Overview of image annotation levels used in digital pathology. Taken from Lee et al. 2021 Front. Artif. Intell.
Building a dataset for training machine learning models can be arduous. The time required to manually produce accurate "ground truth" labels increases drastically as the resolution of the annotated objects increases. Consider the time it would take to add a tag to an image as a whole compared to how long it would take to segment and label each tumor in that slide (this is what we did to train GLASS-AI). Building a machine learning model using individual cell annotations would require annotating every cell in a single image, a nearly Sisyphean task. Several programs can perform the segmentation of individual cells. However, each of those thousands of tiny shapes still needs to be labeled.
Example images from H&E stained lung tumor and two adjacent slides stained for different molecular markers (top) Computational cell segmentation and signal extraction for data set generation (bottom).
While labeling cells by type manually is a daunting task, we routinely do this in the lab using immunohistochemistry (IHC) for cell-specific markers. We reasoned that we could extract the signal from these stained slides to compute labels for the individual cells. We used IHC-stained slides adjacent to a hematoxylin & eosin (H&E)-stained slides that were digitally aligned to segment and label cells within the H&E-stained slide. However, this approach can also be applied to serially stained sections to increase cell-to-cell registration accuracy.
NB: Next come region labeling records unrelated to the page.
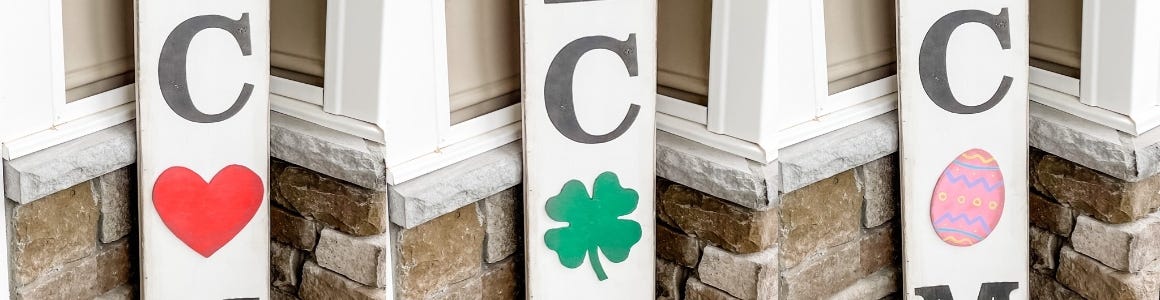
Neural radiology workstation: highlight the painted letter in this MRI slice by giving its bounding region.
[914,283,1018,300]
[919,8,1014,115]
[544,34,640,144]
[157,14,254,123]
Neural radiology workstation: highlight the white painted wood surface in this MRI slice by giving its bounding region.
[137,0,270,299]
[522,0,657,299]
[899,0,1029,300]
An example machine learning model trained using automated cell-level annotations. Taken from Lee et al. 2021 Front. Artif. Intell.
Using the generated cell-level labels, we can train a machine learning model to segment and classify individual cells in tissue slides. The ability to generate training data for both abundant and rare cell types in a section is a tremendous advantage when training new models.
A general description of this approach was published in Lee et al. 2021 Front. Artif. Intell.